Studio album by Pepsi & Shirlie
- Released: 26 October 1987
- Recorded: July 1985 – May 1986
- Genre: Dance-pop
- Label: Polydor
- Producers: Tambi Fernando (tracks 1, 3, 4, 6, 7), Phil Fearon (track 1), Chris Porter (tracks 5 and 8), Gary Langham (track 2), Pete Hammond (track 6), Chris Cameron (tracks 5 and 8), Pepsi DeMacque (tracks 5 and 8), Shirlie Holliman (tracks 5 and 8)

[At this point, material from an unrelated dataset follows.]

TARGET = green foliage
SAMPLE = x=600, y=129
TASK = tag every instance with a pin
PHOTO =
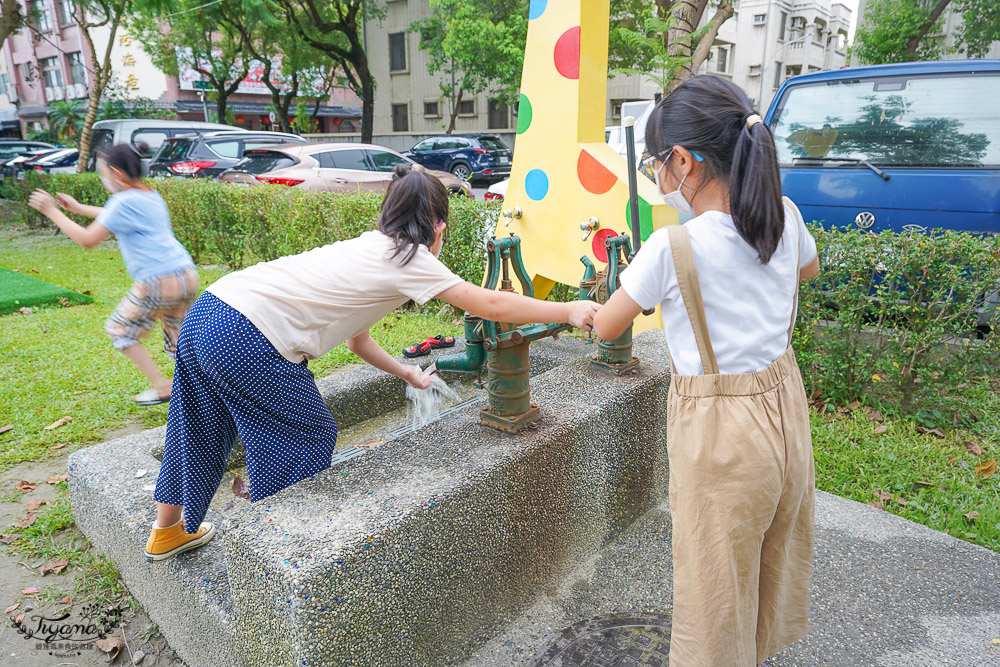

Pepsi & Shirlie chronology
|  | All Right Now (1987) | Change (1991) |

= All Right Now (album) =

All Right Now is the 1987 debut album by vocalists Pepsi & Shirlie. The album gave two top 10 hits in the UK for the duo: "Heartache" (No. 2) and "Goodbye Stranger" (No. 9). The other three singles fared less well, hitting below the top 40 of the UK Singles Chart (although "Can't Give Me Love" attained more respectable peaks of No. 21 in Ireland and No. 23 in the Flanders region of Belgium). Pepsi & Shirlie produced two of the tracks themselves: "What's Going On Inside Your Head?" and "Crime of Passion".

Professional ratings
Review scores
| Source | Rating |
| New Musical Express | 10/10 |
| Number One | Star |
| Smash Hits | 6/10 |

== Track listing ==
1. "Heartache" (Iris Fernando, Tambi Fernando, Wayne Brown) – 3:38
2. "Lovers' Revolution" (Tambi Fernando, Pepsi DeMacque, Shirlie Holliman) – 3:37
3. "Can't Give Me Love" (Iris Fernando, Tambi Fernando, Wayne Brown) – 3:41
4. "Hightime" (Nia Peeples, Paul Gurvitz) – 5:43
5. "What's Going On Inside Your Head?" (Darryl K. Roberts, Marilyn McLeod) – 4:19
6. "Goodbye Stranger" (Iris Fernando, Tambi Fernando, Wayne Brown) – 3:34
7. "Surrender" (Pepsi DeMacque, Shirlie Holliman, Tambi Fernando) – 4:05
8. "Crime of Passion" (Ian Prince, Pepsi DeMacque) – 3:47
9. "All Right Now" (Andy Fraser, Paul Rodgers) – 3:58
10. "Goodbye Stranger" (Bonus Beats) (Iris Fernando, Tambi Fernando, Wayne Brown) – 7:21
11. "Heartache" (Dot & Daisy's Club Remix) (Iris Fernando, Tambi Fernando, Wayne Brown) – 7:40

After being expanded and remastered, the album was reissued by Cherry Pop in April 2011, with the following tracks:
1. "Heartache" – 3:38
2. "Lovers' Revolution" – 3:36
3. "Can't Give Me Love" – 3:42
4. "Hightime" (Jellybean Remix) – 3:43
5. "What's Going On Inside Your Head?" – 4:20
6. "Goodbye Stranger" – 3:34
7. "Surrender" – 4:06
8. "Crime of Passion" – 3:49
9. "All Right Now" – 3:38
10. "Who's Gonna Catch You (When You Fall)?" (Stock Aitken Waterman) – 3:25
11. "Feels Like the First Time" (Pepsi DeMacque, Shirlie Holliman, Chris Cameron) – 4:29
12. "Dreaming" (Pepsi DeMacque, Shirlie Holliman) – 4:52
13. "It's a Shame" (Pepsi DeMacque, Shirlie Holliman, Phil Fearon) – 4:20
14. "Heartache" (Dot & Daisy's Club Remix) – 7:39
15. "Goodbye Stranger" (Extended Version) – 7:21
16. "Can't Give Me Love" (Extended Version) – 6:54
17. "Who's Gonna Catch You (When You Fall)?" (Extended Version) – 5:59

==Charts==

| Chart (1987) | Peak position |
|---|---|
| Australia (Kent Music Report) | 99 |
| United Kingdom (Official Charts) | 69 |
| United States (Billboard 200) | 133 |

== Cover versions ==
In 1987, Hong Kong singer Sandy Lam covered "Heartache" in Cantonese as the title track on her fourth album Grey.
In 1988, Hong Kong singer Priscilla Chan covered "What's Going On Inside Your Head?" in Cantonese.
The album's title track is itself a cover of a 1970 single by rock band Free.